Quand la camériste estima qu’elle avait suffisamment fait attendre le chevalier, elle s’occupa sérieusement de Fiorinda qui, sous ses soins énergiques et intelligents, ne tarda pas à revenir à elle.
Alors, elle appela Beaurevers qui se hâta d’accourir.
Il ne se rassura que lorsqu’il vit la jeune fille qui lui souriait de son lit où elle était étendue. Elle était encore bien pâle, bien faible. Mais il était clair qu’on n’avait aucune complication à redouter.
« Reposez-vous, dit-il affectueusement ; un bon et long repos sera pour vous le plus salutaire des remèdes. Demain, il n’y paraîtra plus. Demain matin, vous sortirez d’ici.

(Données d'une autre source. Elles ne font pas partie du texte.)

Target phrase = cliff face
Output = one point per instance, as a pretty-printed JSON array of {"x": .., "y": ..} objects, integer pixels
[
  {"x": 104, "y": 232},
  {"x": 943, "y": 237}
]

Et c’est moi qui serai votre garde du corps. »
Fiorinda remercia d’une voix affaiblie. Le corps, chez cette vaillante fille, avait été terrassé surtout par la fatigue. Mais l’esprit était demeuré lucide. Et déjà cet esprit travaillait. Mais elle fit signe à Beaurevers de se pencher et, baissant la voix à cause de la camériste qui allait et venait :
« Je ne partirai pas, dit-elle, si M. de Ferrière doit rester. »
Le ton sur lequel elle disait cela indiquait que c’était là une résolution irrévocable.
Beaurevers trouva cela tout naturel. Et, sur un ton plaisant, afin de la remonter, il s’écria :
« Charbleu ! comme dit votre noble fiancé, je l’entends bien ainsi ! Nous partirons tous les trois ensemble, foi de Beaurevers ! Et pas plus tard que demain matin, je l’espère. »
Fiorinda sourit. Et Beaurevers ne s’aperçut pas qu’il y avait beaucoup d’incrédulité dans ce sourire. Il trancha :
« Reposez en paix. Je vais de ce pas chez Ferrière. Et je vous réponds que l’affaire sera vite réglée, puisqu’il ne demeure ici que pour vous.
– Dites-lui bien, recommanda Fiorinda, que je ne m’en irai pas sans lui… Dites-le-lui : pas sans lui !
– Bon ! promit Beaurevers en s’éloignant, je le lui dirai, soyez tranquille. »
Fiorinda, soulevée sur ses oreillers, le suivit du regard jusqu’à ce que la porte se fût refermée sur lui. Alors, elle laissa retomber sa tête en arrière et deux larmes jaillirent de ses paupières sur ses joues pâlies sans qu’elle songeât à les essuyer.
Ce que Fiorinda redoutait se produisit : Ferrière fit à peu près la même réponse qu’elle avait faite. C’est-à-dire qu’après avoir remercié Beaurevers comme il convenait, il déclara qu’il ne quitterait le Louvre que lorsque sa fiancée en serait partie.
« Voilà qui est entendu, dit Beaurevers qui était à mille lieues de soupçonner la vérité et que Catherine venait de quitter son ami. Nous partirons tous les trois ensemble demain matin.
– Non, mon cher ami, dit Ferrière avec une douceur d’autant plus grande qu’il était plus cruellement embarrassé ; emmenez Fiorinda… moi, je suivrai… plus tard.
– Trente mille diables ! sacra Beaurevers exaspéré, je me tue de vous dire qu’elle ne partira pas sans vous ! »
Mais il eut beau faire et beau dire, Ferrière ne voulut pas en démordre. Voyant qu’il ne pouvait parvenir à le persuader, Beaurevers partit comme un furieux, en grommelant :
« Je veux que le diable m’étripe s’il n’y a pas de la damnée Catherine là-dessous ! Mais quoi ?… Je le saurai… il faut que je le sache… sans quoi je ne pourrai rien faire pour eux. »
Il revint auprès de Fiorinda. Il lui répéta tout ce qui avait été dit entre Ferrière et lui. Elle n’en fut pas surprise. Elle se contenta de dire avec une placide obstination :
« Je resterai donc ici. »
Beaurevers n’en put pas tirer autre chose.